The Formation: Double Paceline

Photo credit: Jimmy Cavalieri
Photo credit: Jimmy Cavalieri

This formation works best for larger riding groups. The rules are the same as for the single paceline, only now you’re all riding two-wide. The front riders take their pull, then drift off to their respective sides of the pack as riders behind them pull through.

The Pitfalls

You’ll face the same hurdles you would in the single paceline, with the additional challenge of the front riders maintaining the same pace side-by-side without half-wheeling (riding just in front of the rider next to you or letting your wheel overlap with the rider in front of you). This disrupts the rhythm of the pack and is considered bad form. There’s less room for error in a larger, tighter formation.

Pointers to Perfect It

All the rules of single-paceline riding apply here. In a double, you should also take care to:

→ Think shoulder-to-shoulder. Stay in line with the rider next to you, especially at the front, by keeping your shoulders in line.

→ Pull off in sync at a safe place. Be mindful that one rider will be pulling off toward the edge of the road. Work together at the front and agree on good pull-off points that give you and everyone in the pack the room they need to negotiate.
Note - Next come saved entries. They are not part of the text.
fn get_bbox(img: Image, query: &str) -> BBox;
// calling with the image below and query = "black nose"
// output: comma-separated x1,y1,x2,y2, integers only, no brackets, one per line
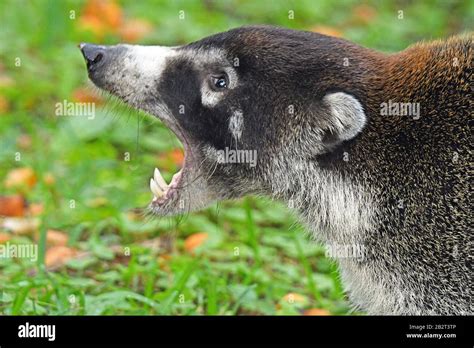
79,43,105,68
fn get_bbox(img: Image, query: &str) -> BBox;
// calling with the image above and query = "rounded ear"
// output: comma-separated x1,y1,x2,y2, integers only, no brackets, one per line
321,92,367,145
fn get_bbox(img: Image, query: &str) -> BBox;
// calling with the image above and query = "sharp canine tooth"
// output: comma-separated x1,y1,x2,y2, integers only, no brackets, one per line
154,168,168,190
150,178,164,198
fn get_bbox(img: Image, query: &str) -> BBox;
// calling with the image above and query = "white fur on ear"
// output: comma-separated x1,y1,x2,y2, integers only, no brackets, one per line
323,92,367,141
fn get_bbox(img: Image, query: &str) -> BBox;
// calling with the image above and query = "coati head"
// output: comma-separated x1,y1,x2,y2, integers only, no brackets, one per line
80,25,371,216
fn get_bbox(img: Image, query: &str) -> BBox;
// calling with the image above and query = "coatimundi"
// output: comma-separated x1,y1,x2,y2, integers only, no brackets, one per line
79,25,473,315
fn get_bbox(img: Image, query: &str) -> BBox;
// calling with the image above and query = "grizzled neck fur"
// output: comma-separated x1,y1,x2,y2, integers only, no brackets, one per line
261,34,472,246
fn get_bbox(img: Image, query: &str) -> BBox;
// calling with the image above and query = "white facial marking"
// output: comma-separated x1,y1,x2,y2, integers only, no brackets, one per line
223,66,238,90
105,44,178,122
229,109,244,140
123,45,177,77
199,63,238,108
201,85,224,107
107,44,177,107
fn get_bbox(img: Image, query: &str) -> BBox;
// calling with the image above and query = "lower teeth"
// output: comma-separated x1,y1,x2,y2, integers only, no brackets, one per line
150,167,169,199
150,167,182,201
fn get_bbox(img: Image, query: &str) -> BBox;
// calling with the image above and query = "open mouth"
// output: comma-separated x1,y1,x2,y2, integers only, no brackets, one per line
147,123,192,211
79,43,216,215
144,121,215,215
142,114,211,216
149,166,183,207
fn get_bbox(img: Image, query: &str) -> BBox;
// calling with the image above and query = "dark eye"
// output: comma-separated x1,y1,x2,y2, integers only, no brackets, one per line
211,75,227,90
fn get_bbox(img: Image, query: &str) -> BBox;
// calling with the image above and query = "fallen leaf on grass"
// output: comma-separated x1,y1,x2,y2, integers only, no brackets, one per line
0,74,14,87
0,195,26,217
28,203,44,216
169,149,185,166
1,217,39,235
89,0,122,29
282,293,307,304
0,65,14,88
45,246,77,268
72,87,103,105
79,15,108,37
43,173,55,186
303,308,331,316
157,254,172,272
16,134,32,150
119,19,153,42
4,167,37,189
158,148,185,171
159,254,172,261
310,25,343,38
0,232,11,243
79,0,123,38
352,4,377,24
39,237,164,273
36,229,68,247
0,95,10,114
184,232,208,252
86,197,109,208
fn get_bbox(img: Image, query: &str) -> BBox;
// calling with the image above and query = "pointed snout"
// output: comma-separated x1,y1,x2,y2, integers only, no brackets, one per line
79,43,107,70
78,42,176,106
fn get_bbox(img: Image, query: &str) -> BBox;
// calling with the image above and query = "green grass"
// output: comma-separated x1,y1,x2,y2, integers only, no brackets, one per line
0,0,472,315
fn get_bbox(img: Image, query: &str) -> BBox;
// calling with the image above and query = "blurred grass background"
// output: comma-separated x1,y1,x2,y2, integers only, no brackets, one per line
0,0,472,315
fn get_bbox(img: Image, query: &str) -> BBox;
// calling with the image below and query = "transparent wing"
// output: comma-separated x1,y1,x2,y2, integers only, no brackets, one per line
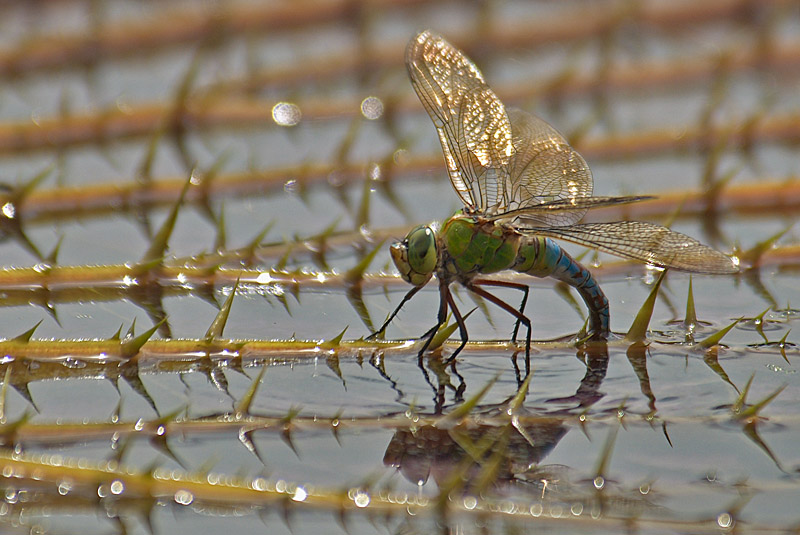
534,221,738,274
489,195,652,224
406,30,513,213
502,108,594,227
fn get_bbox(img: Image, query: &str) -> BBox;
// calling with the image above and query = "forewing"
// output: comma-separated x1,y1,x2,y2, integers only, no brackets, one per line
406,31,513,213
535,221,738,274
489,195,652,224
503,108,593,227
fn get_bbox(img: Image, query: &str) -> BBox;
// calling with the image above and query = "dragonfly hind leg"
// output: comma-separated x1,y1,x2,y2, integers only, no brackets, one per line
472,278,530,343
466,281,532,360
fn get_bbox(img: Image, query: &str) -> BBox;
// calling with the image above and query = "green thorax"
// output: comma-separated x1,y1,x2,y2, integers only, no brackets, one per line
438,213,522,277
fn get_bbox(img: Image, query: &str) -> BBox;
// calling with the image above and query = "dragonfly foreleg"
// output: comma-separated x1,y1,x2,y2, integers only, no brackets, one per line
415,279,450,362
466,281,532,360
366,284,424,340
472,278,529,343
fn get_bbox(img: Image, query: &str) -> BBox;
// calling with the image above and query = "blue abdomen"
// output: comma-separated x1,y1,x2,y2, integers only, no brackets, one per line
515,236,610,339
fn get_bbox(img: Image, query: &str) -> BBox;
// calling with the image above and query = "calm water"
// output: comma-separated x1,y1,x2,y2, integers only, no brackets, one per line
0,1,798,534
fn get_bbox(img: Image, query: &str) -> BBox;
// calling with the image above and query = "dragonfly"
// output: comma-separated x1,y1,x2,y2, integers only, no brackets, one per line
369,30,738,361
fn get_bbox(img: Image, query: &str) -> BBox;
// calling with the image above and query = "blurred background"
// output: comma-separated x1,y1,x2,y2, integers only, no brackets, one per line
0,1,798,534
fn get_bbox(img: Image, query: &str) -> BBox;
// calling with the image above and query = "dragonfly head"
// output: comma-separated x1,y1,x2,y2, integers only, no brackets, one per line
391,225,437,286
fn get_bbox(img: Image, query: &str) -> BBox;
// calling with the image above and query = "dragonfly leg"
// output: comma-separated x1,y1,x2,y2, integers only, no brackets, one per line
444,288,468,363
415,279,450,362
466,281,532,361
366,284,424,340
472,278,529,342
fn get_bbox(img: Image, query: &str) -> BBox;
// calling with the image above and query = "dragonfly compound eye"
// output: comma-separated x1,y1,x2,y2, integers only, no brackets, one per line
406,226,437,275
390,226,436,286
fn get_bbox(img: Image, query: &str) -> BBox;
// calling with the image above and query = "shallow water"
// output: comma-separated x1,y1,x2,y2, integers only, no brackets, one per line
0,1,798,534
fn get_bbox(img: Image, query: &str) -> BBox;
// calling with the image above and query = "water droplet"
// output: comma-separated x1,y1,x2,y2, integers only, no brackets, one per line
393,148,408,165
110,480,124,495
189,169,203,186
353,490,370,508
266,283,285,297
32,262,51,273
766,363,797,374
327,171,344,187
97,484,108,498
368,163,382,181
463,496,477,510
284,179,298,194
571,503,583,516
593,476,605,489
530,503,543,517
717,512,733,528
156,425,166,436
272,102,301,127
360,96,384,120
292,486,308,502
4,489,17,504
174,489,194,505
133,419,145,431
62,357,86,369
1,202,16,219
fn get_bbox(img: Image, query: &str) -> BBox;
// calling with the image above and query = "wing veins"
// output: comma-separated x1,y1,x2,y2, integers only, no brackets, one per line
405,31,512,214
489,195,654,224
533,222,737,274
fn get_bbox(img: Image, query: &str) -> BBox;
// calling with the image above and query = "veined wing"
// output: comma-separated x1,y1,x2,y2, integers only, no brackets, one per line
534,221,738,274
406,30,513,214
502,108,594,228
489,195,653,224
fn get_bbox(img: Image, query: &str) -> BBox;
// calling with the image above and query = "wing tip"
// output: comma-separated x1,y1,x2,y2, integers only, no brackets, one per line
720,255,740,274
407,30,435,61
673,253,740,275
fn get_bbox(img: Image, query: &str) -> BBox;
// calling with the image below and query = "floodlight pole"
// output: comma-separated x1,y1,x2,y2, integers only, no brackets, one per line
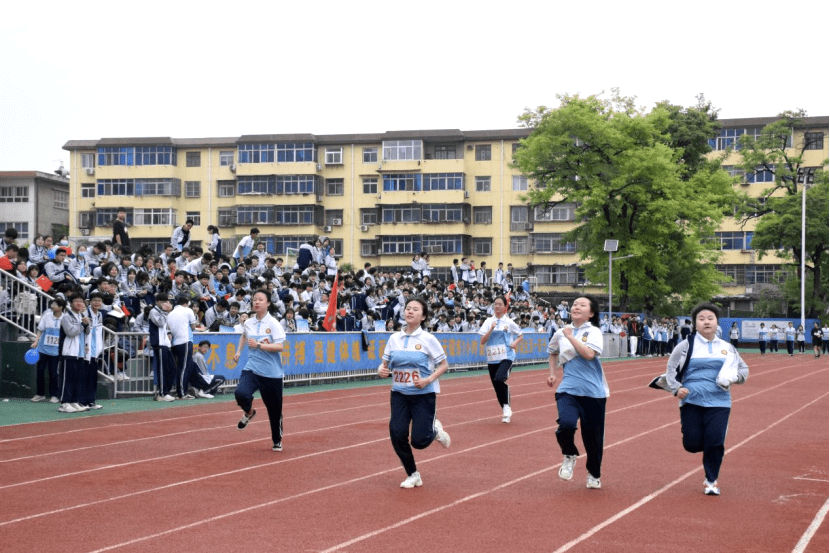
798,167,815,330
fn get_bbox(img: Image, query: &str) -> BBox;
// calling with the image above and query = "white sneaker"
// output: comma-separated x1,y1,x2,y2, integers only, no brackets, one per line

Also pull off together so nobody has to surge to fill an unexpected gap at the front.

The Formation: Rotating Paceline

Photo credit: Jimmy Cavalieri
Photo credit: Jimmy Cavalieri

This is an advanced variation of the double paceline: Both lines are in constant, circular rotation, with the inside line moving faster than the outside line.

No one rider pulls for any length of time in this formation. Rather, when you are the front rider on the inside, faster line, you start drifting left as soon as the rider in front of you has moved left and has drifted back one bike length. Then, you soft-pedal back, and the next front rider drifts to the left-hand line. When you hit the back of the left-hand, slower line, you drift right into the slightly faster line.

The Pitfalls

This formation is considerably more challenging to execute smoothly than those listed above, especially with a mixed group of riders who don’t practice it regularly.

The biggest pitfall comes when there is a huge disparity in speed and effort between the two lines, so riders find themselves forced to make repeated punchy efforts to keep up with the faster line, which wastes rather than conserves energy.

Pointers to Perfect It

Pay attention to pedal pressure. The trick to maintaining a rotating paceline is to pay very close attention to the pressure you’re putting on your pedals. You should feel like you’re pedaling consistently and normally as you work your way up the right-hand side and are soft-pedaling as you retreat down the left-hand side. If riders in the advancing line start surging to the front, the effort will become unsustainable for a long ride.